Изменить стиль страницы

Опустил отяжелевшие веки.

Сколько просидел — сам не знает. Только вдруг — то ли в самом деле, то ли в ушах зазвенело: дзинь-дзинь, дзинь-дзинь! Подумал — смерть приближается; открыл глаза: движется по тропе вьючная лошадка, а за ней два человека. «Хунхузы!» — хотел по привычке взяться за винтовку, но она сползла с плеча, лежит рядом на дорожке, а поднять сил нет… «Убьют! Из-за этой же винтовки и убьют!» От отчаяния и бессилия впервые за много лет выкатилась слеза. А те приближаются, приближаются, уже совсем близко. Снова поднял глаза — корейцы! Остановились, смотрят в растерянности: больно ужасен вид обвязанного кровавыми тряпками человека.

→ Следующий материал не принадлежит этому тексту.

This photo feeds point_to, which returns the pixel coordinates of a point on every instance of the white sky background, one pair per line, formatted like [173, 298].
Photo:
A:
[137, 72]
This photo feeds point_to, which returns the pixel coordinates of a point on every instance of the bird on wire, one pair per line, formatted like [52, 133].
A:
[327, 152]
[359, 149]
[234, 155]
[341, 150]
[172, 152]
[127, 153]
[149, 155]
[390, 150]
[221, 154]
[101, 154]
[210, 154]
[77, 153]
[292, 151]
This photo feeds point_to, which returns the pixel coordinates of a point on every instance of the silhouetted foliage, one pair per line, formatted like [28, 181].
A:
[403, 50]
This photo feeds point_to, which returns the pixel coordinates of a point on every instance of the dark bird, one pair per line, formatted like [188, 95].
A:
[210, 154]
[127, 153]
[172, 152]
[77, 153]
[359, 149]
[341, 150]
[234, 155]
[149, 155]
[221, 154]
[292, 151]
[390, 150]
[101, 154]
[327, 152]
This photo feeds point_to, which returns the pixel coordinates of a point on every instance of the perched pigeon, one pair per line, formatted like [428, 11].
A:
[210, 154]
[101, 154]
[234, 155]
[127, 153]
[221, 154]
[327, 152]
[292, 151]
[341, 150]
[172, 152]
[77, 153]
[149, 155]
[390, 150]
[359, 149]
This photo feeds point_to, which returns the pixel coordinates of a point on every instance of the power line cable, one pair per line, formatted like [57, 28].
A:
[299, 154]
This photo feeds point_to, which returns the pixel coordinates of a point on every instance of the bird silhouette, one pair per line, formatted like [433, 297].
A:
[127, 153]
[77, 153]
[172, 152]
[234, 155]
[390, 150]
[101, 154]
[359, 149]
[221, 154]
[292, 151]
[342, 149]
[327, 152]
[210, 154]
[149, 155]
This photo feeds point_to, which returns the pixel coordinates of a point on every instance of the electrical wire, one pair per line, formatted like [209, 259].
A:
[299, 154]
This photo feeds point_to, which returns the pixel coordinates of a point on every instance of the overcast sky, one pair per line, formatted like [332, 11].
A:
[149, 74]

Подбежали: «Кто, откуда? Что случилось?»

Едва объяснил, что напал медведь, что погиб старик, что пробирается в Нонсадон, и вот…

Незнакомые люди сбросили свои вьюки, спрятали в зарослях, приторочили к вьючному седлу почти бесчувственное тело и, придерживая, довезли до поселка. Оттуда, уже грузовиком, доставили в госпиталь в Мусан.

— Сильно все гноилось… Запах стоял — врачи отворачивались! Потом удивлялись — крепкий, говорят, организм: девять из десяти отправились бы на небо, ха-ха… Что, и сейчас пахнет нехорошо? Я-то уже привык. Давайте закурим. Валери-сан, дай сигарету, трубку одной рукой набивать неловко…

Мы только головами покачивали во время его рассказа.

— Хван-посу, а как со стариком? Так и остался в лесу на съедение зверям и птицам?

— Нет, родственникам я сумел сообщить, где его искать. Слышал, нашли, похоронили в деревне. Жаль, хороший был дед. А впрочем, сам виноват: струсил. Кабы не стал удирать, как заяц, кинулся бы сразу на выручку, мы этого бурого вдвоем запросто уложили бы, без потерь. А он бросил товарища в беде и поплатился. За такое Сан-Син всегда наказывает…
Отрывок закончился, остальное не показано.